Bearing fruit in our lives

23 March, 2025 3rd Sunday Lent, Year C

Luke 13:1-9

You never get a second chance to make a first impression. I saw these words on a poster in an employment agency I blessed. Yes, so often we judge others, based on first impressions. Once formed, first impressions can be difficult to let go, in order for us to give someone another chance or see them anew. It’s not easy to change our opinions or judgements.

 

Thankfully, God doesn’t relate to us in this way. God is “compassion and love, slow to anger and rich in mercy,” and offers us many chances and opportunities to change, and to free ourselves from whatever weighs us down or prevents us from living as people of love committed to Christ and His Kingdom. This week’s gospel parable illustrates this truth perfectly. 

 

A fig tree requires the right conditions to produce fruit.
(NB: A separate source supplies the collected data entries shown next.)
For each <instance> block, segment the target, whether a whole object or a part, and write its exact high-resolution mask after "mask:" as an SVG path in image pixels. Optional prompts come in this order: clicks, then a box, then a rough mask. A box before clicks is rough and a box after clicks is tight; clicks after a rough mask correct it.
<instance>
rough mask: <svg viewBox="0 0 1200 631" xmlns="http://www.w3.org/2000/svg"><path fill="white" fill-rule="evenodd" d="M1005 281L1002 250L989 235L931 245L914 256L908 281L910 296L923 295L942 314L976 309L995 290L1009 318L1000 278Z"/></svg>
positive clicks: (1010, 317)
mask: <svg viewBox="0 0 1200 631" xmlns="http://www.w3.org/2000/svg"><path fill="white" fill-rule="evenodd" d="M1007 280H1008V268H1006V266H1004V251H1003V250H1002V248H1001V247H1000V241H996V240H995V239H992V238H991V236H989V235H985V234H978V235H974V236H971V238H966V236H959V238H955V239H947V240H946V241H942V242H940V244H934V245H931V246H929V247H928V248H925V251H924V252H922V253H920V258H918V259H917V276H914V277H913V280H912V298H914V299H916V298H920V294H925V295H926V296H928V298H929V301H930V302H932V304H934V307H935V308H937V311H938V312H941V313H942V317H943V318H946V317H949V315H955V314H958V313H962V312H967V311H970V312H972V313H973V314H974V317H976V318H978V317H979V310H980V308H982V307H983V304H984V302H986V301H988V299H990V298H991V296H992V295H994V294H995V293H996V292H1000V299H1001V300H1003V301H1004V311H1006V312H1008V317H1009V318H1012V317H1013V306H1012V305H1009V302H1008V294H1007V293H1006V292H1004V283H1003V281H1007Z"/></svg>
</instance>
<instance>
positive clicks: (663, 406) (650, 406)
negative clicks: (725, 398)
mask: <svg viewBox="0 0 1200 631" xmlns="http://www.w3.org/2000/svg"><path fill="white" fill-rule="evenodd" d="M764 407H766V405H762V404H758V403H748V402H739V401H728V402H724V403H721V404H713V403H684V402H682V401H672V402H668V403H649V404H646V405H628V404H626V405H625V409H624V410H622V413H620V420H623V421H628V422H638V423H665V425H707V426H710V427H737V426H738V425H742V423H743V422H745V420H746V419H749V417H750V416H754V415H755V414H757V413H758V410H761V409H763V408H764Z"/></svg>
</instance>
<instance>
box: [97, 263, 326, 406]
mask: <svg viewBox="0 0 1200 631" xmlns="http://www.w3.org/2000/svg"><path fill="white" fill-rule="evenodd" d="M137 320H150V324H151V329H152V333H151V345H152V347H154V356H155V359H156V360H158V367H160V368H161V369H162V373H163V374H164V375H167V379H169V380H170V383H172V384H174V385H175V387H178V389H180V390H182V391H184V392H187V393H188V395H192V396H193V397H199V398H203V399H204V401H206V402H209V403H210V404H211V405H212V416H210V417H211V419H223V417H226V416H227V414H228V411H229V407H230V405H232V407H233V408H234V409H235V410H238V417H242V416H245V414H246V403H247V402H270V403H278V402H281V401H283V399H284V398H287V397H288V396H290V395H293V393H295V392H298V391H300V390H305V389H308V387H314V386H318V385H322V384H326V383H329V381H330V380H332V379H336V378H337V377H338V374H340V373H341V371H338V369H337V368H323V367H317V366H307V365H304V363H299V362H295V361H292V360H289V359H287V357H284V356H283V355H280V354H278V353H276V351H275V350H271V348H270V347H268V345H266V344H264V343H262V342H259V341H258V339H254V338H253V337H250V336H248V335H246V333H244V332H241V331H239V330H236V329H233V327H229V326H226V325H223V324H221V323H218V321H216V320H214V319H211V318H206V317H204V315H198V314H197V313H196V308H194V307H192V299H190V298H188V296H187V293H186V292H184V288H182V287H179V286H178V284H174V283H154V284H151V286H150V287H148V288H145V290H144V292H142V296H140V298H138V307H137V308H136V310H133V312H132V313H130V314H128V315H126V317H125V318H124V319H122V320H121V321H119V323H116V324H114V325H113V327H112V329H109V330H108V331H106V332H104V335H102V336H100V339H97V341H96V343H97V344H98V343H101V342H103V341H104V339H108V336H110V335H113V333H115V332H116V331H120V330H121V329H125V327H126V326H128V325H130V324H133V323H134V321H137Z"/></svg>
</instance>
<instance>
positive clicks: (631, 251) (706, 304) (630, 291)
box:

The tree in the parable remains fruitless after three years. The vineyard owner wants the gardener to cut it down because it’s taking up ground that could be put to better use. The hope-filled gardener appeals to the owner to leave it for another year, during which time he will “dig round it and manure it.” Just as the gardener is patient with the fig tree, so God is patient with us, and gives us many chances to bear fruit in our lives.

 

The challenge is not to waste the opportunities given to us. We must repent. Jesus warns the people: “Unless you repent, you will all perish.” Repentance is a central demand of the Good News, and Jesus begins his mission to proclaim the Kingdom with: “Repent and believe the Good news.” (Mk 1:15).

 

Repentance is not focussed on the past, but the future. It’s a decision to turn away from where we are and move towards God. To turn away from the darkness in our lives and journey towards the light. To completely change our direction and joyously ‘come home’ to God. Repentance calls us to leave behind the past and all that has been, and to open our minds and hearts to the person God wants us to be. God’s grace will bring us to newness of life.

 

Sadly, a reluctance to believe that God really loves us, no matter what we’ve done or where we’ve been in life, often hinders our willingness to repent and change direction. All too often, our understanding of God is engulfed by fear and anxiety, which trap and bind us from reaching out to God with faith, trust and confidence.

 

God never gives up on us. Instead, God continually reaches out to us, helping us to become the people that God yearns for us to be. Let’s take heart this Lenten season, that God who is compassion and love, is waiting patiently for us, and will transform our repentant hearts, so that the vineyard of our lives will bear.